Je souffle.
A cet instant, beaucoup de choses, d’images, défilent devant mes yeux. Des souvenirs par dizaines, comme si ce souffle se voulait être le dernier et la petite seconde, le résumé de mon passage sur Terre. Parfois, quand on est comme moi, à se partager entre les couloirs blancs des instituts et la cuvette de mes toilettes, on ne sait plus très bien à quelle philosophie se fier. Entre les moments d’espoirs, de grandes euphories et les chutes, les désirs d’abandons, viennent se glisser des secondes en suspension.
Je sais que je ne vais rien apprendre à qui que ce soit. Devant un précipice comme seul avenir, les derniers pas ont une saveur que l’insouciance masquait. Invariablement, on veut ralentir, mais la Terre ne tourne pas seulement autour du Soleil, mais aussi au-dessus de nos pieds. Alors, la tête qui jette un regard en arrière, on saisit ce que l’on peut encore un peu saisir.
Si j’avais su, hein ?
Tu parles, ça se trouve, si j’avais su, par peur, j’aurais couru n’importe comment et j’aurais sauté dans le vide, parce que je n’étais pas prête. Si j’avais su, oui, je n’aurais pas su dire ou me raconter comme je le fais aujourd’hui. Si j’avais su, au fond, la peur m’aurait emmurée. Alors, la tête par-dessus l’épaule, je prends et me souviens. Je malaxe des souvenirs pour les rendre un peu plus beaux. J’additionne des douceurs et des tendresses, je multiplie des douleurs entre elles pour vérifier si moins par moins, ça fait bien plus.

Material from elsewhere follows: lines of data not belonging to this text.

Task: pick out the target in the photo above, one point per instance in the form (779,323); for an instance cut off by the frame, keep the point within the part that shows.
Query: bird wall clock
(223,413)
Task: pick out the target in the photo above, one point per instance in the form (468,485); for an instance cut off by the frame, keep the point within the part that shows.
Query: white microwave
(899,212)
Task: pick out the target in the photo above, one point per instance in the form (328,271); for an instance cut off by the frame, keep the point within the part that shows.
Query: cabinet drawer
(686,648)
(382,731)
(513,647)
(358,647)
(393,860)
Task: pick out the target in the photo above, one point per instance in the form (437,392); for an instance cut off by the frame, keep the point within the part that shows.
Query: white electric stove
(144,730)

Sous mon souffle, ce que je fais vaciller, ce sont des petites flammes. Ce que j’ai en moi, ce sont des braises. Ardentes. Je fais comme je peux, je prends l’oxygène où il se trouve, mais à l’intérieur aussi, je souffle.
Je souffle. Et en un souffle, toutes ces bougies s’éteignent.
Je suis fière de moi, j’ai réalisé mon vœu de l’an passé et je commence celui de ma nouvelle année.
Je souffle.
Je suis vivante. Encore. Aujourd’hui, encore un peu plus.
Souffle de vie, souffle d’espoir, souffle de répits ….
Aujourd’hui tu es vivante …. et bien vivante !
Comment faire pour continuer à vivre ?
Demain, au réveil, la première chose que je penserais « je suis vivante » et la deuxième « merde pour combien de temps encore » … le scénario sera toujours le même. Pourquoi vivre, pourquoi avancer pas à pas. Pas de guérison possible. Jamais ….
Pourquoi moi ….. merde alors, pourquoi moi ? Qu’ai-je fais pour mériter ça ?
L’espoir ? mais il est où ? Les répits ….. mais pour combien de temps encore ?
Plus jamais ça ! Plus jamais ….. personne ne mérite autant de souffrance à l’extérieur comme à l’intérieur. Ce poison doit quitter ce monde.